Troisièmement : les raisons des divisions dans le
camp des conservateurs
Le camp
conservateur (au pouvoir donc depuis 2005) s’est divisé après
les élections de 2009 et la répression du soulèvement contre les élections, entre
les fidèles au guide Khamenei, et ceux soutenant le président Ahmadinejad, pour
trois raisons principales.
La première
est liée à des questions d’ordre religieux. Le guide de la
République (Khamenei) et son président (Ahmadinejad) proclament être tous
les deux en lien direct avec l'Imam Mahdi. Le Mahdi est
le douzième imam pour les chiites duodécimains. Il aurait
disparu au cours du IXème siècle. Les chiites croient en son
retour (précédant Jésus) avant la fin des temps pour apporter justice au
monde après qu’il ait été gagné par l’oppression. Khamenei en tant que
Guide suprême, « Waliyy al-faqih », est le chef
religieux et politique des chiites, en l'absence de l’Imam Mahdi :
il est le Na’éb al-Imam, vice-Imam. Il le représenterait auprès de ses
disciples et serait le responsable des affaires des chiites jusqu’à son
retour. Certains des proches de Khamenei prétendent même qu’il aurait été
en communication avec lui à plusieurs reprises.
Dans le même temps, Esfandiar Rahim
Mashaei, un proche du président Ahmadinejad et Ahmadinejad en
personne ont également affirmé que le président a communiqué avec le Mahdi.
Il a été dit par l’entourage de Ahmadinejad que ce dernier représentait un des
signes de la réapparition de l’Imam et que ses actions accélèreraient son
retour. Ce qui a provoqué la colère de Khamenei et ses conseillers
accusant Ahmadinejad de trahison et d’outrepassement de son rôle de guide et de
sa position.
La deuxième
raison est liée à la détérioration de la situation économique de
l'Iran associée à l’embargo, mais également à l’élargissement des cercles de
corruption au pouvoir. Le cercle proche de Khamenei a fait
porter la responsabilité de ces fléaux au président Ahmadinejad, en raison de
sa mauvaise gestion des dossiers économiques et administratifs. Des
décisions ont été prises ces deux dernières années pour démettre des proches du
président de leurs fonctions et les remplacer par des proches du guide
Khamenei.
La troisième
raison est le conflit autour de la succession et de la prochaine étape. Ahmadinejad
est sur le point de terminer son second mandat (dans un an). Il n’aura
plus le droit de se présenter et souhaiterait soutenir la candidature de l’un
de ses alliés. Khamenei
veut également
gagner un parlement et des institutions qui lui seront loyaux pour s'assurer
d’un président proche de lui et de son fils (qui pourrait à son tour être son
propre successeur).
Le
déroulement des élections et les résultats : Khamenei resserre les rangs
La concurrence électorale
s’est ainsi limitée vendredi dernier à quatre grandes listes (parmi une
dizaine) et des centaines « indépendants » :
- La
liste Jebheh Mottahed-e Osoolgarayan – JMO (le front uni des « principlistes »)

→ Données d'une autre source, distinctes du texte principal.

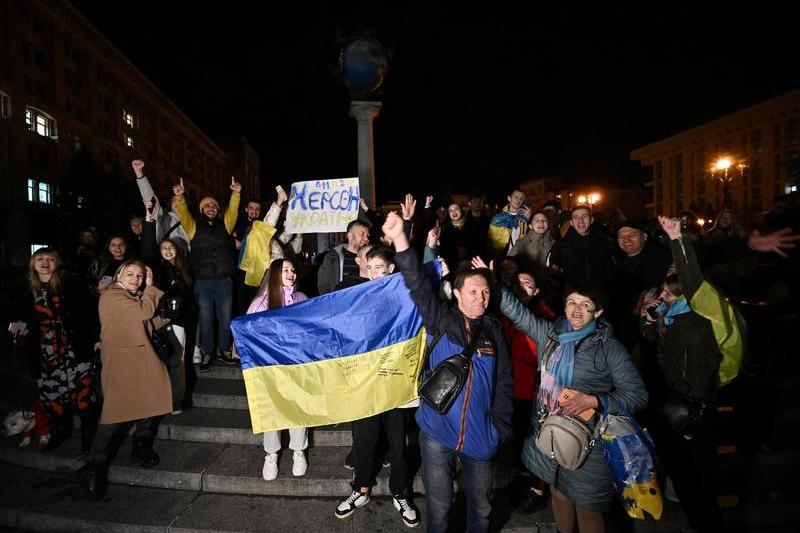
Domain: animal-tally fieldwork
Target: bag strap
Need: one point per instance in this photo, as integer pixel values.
(473, 342)
(440, 331)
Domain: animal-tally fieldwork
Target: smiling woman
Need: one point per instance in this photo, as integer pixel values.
(582, 359)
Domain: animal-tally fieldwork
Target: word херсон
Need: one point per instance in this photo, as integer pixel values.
(342, 200)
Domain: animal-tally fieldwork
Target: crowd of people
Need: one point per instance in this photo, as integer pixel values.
(545, 301)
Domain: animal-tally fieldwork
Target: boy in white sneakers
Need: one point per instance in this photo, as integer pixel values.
(366, 433)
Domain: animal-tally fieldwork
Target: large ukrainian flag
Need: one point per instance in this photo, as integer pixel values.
(338, 357)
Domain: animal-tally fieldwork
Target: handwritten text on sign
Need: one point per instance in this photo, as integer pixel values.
(322, 206)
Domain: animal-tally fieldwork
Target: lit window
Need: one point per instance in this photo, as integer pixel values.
(40, 192)
(40, 122)
(5, 105)
(128, 118)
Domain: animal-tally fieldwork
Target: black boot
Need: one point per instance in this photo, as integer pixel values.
(143, 454)
(94, 480)
(88, 429)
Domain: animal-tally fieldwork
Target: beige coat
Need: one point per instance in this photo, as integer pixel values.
(135, 381)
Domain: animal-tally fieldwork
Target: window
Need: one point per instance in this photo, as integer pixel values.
(40, 122)
(5, 105)
(40, 192)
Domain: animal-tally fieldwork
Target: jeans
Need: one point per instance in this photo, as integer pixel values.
(214, 298)
(366, 435)
(438, 472)
(298, 440)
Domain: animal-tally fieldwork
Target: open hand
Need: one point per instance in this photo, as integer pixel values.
(671, 226)
(178, 190)
(138, 167)
(777, 241)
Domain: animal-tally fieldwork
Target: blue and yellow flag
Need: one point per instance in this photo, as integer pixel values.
(338, 357)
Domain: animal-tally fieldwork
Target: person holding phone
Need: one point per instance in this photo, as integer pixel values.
(509, 225)
(102, 270)
(58, 324)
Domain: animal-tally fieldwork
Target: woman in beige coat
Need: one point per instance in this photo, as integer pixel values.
(136, 387)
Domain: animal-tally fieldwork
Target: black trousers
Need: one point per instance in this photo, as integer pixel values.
(366, 433)
(690, 465)
(111, 436)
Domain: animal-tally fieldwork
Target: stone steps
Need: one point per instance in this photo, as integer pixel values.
(50, 502)
(219, 468)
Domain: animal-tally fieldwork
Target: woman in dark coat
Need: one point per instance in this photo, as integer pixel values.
(689, 358)
(63, 333)
(171, 276)
(600, 373)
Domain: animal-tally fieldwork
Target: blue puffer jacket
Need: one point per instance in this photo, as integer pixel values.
(480, 418)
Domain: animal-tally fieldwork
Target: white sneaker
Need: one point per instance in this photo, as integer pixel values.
(407, 510)
(270, 470)
(355, 500)
(197, 357)
(299, 463)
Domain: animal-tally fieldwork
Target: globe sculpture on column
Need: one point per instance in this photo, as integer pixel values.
(363, 64)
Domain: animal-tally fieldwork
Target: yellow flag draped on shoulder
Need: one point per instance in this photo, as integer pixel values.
(709, 303)
(339, 357)
(256, 256)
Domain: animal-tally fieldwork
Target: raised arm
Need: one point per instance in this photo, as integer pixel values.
(232, 212)
(413, 274)
(683, 255)
(145, 189)
(187, 221)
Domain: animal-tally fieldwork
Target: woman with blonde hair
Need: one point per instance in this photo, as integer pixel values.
(61, 329)
(136, 387)
(279, 289)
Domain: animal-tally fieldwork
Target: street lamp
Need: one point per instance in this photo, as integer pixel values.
(721, 170)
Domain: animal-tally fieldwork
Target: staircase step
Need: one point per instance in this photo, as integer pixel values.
(221, 372)
(36, 501)
(222, 468)
(220, 394)
(232, 426)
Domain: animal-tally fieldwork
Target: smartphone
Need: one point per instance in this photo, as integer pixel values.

très fidèle à Khamenei et dirigée par Ayotollah Mahdavi Kani (président de
l’assemblée des experts).
- La liste Jebheh
Paaydaari-e Enghlelab-e Eslami - JPEE, (le front persistant de la révolution islamique) dirigée
par le très conservateur Mesbah Yazdi , qui était le
défenseur le plus ardent d'Ahmadinejad durant son premier
mandat, et qui a pris ses distances depuis l’affaire de Mashaei (déjà
cité, c'est-à-dire communication d’Ahmedinajad avec l’Imam Mahdi). Cette liste
contient tout de même des fidèles d’Ahmadinejad affrontant les candidats du JMO
dans les grandes villes, alors que leurs bases sociales se sont
chevauchées dans plusieurs régions rurales.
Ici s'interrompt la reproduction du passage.